The company’s operations predate the 1996 national monument designation, so its activity has been allowed to continue despite the operator’s poor track record and the threat it poses to one of the most remarkable landscapes in the U.S. “There is no incentive from the operators’ perspective to shut down these nominally producing wells,” SUWA Staff Attorney Landon Newell told the Deseret News. “And that’s very problematic because they’ve been allowed to operate in this manner now for decades.”

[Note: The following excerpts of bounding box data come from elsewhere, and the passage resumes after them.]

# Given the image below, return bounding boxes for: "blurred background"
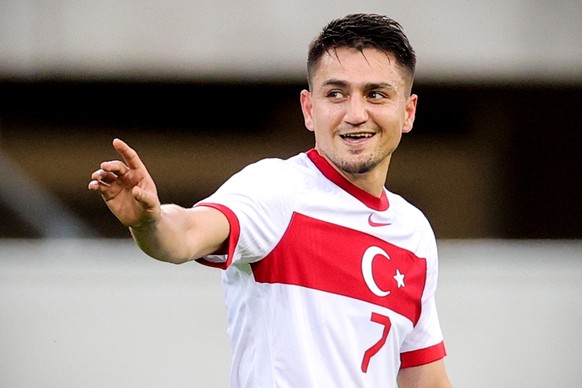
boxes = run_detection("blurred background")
[0,0,582,387]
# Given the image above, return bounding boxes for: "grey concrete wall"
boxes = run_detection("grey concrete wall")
[0,240,582,388]
[0,0,582,81]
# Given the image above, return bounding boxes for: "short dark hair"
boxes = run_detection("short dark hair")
[307,13,416,86]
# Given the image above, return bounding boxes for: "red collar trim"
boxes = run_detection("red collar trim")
[305,148,390,211]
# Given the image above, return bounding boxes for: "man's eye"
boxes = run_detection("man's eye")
[327,90,344,98]
[368,92,386,100]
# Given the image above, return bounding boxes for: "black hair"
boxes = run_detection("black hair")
[307,13,416,85]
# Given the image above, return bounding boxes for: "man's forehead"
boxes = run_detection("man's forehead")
[313,47,404,86]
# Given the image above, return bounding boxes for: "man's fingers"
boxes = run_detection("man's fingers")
[113,138,145,169]
[91,169,118,184]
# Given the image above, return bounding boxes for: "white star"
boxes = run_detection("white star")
[394,269,405,288]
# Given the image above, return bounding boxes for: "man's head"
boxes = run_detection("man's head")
[307,13,416,93]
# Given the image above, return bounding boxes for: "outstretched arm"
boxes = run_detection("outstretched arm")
[88,139,229,263]
[398,359,452,388]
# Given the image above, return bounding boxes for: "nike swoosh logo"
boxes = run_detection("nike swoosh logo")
[368,213,390,228]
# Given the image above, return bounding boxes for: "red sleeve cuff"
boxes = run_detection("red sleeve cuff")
[400,341,447,368]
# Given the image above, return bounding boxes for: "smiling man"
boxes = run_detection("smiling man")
[89,14,451,388]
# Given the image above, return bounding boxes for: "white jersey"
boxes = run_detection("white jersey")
[196,149,445,388]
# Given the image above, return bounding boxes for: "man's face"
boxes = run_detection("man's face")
[301,48,417,179]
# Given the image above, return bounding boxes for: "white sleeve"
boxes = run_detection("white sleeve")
[195,159,300,263]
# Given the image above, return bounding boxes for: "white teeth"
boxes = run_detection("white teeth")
[341,133,374,139]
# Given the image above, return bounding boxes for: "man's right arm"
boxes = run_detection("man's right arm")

This pattern and practice of spilling oil into the national monument highlights the need for the Biden administration to strengthen the rules and regulations that apply to oil and gas leasing and development. One such opportunity is the Bureau of Land Management’s proposed oil and gas rule which, if implemented correctly, could help avert these problems in the future.
Photo © SUWA
Last Call for Applications: Deadlines Approach for SLC Communications Role & DC Spring Internship
SUWA has two fantastic opportunities for anyone seeking to turn their love of public lands into a rewarding career.
The application period closes at midnight TONIGHT (Friday, October 20th) for our Digital Engagement Specialist position based in Salt Lake City. This role offers a chance to learn and grow with other communications professionals while making a real difference in the protection of Utah’s wild places. If you’re interested, we’d love to hear from you—but please don’t delay!
If a short course in public lands policy and advocacy is what you’re looking for, our DC internship runs from roughly mid-January to mid-May 2024 (flexible) and pays $17.00 per hour, with an expected 20 hours per week. Activities may include but are not limited to conducting research, dropping materials at congressional offices, helping plan our annual Wilderness Week event, and assisting our DC staff with preparation of educational materials, fact sheets, and testimony for congressional hearings. Applications are due by Wednesday, October 25th.
More information on both openings can be found on our website at suwa.org/careers.
Poll Shows Strong Support in Utah for Original Bears Ears Boundaries
In case you missed it: a recent Deseret News/Hinckley Institute of Politics poll revealed that Utah voters largely favor keeping Bears Ears National Monument at its original (and current) size of roughly 1.3 million acres, even as Utah politicians aim to drastically reduce it.
This aligns with polling from earlier this year, which showed that 78% of Utahns “support creating new national parks, national monuments, national wildlife refuges, and tribal protected areas to protect historic sites or areas for outdoor recreation.”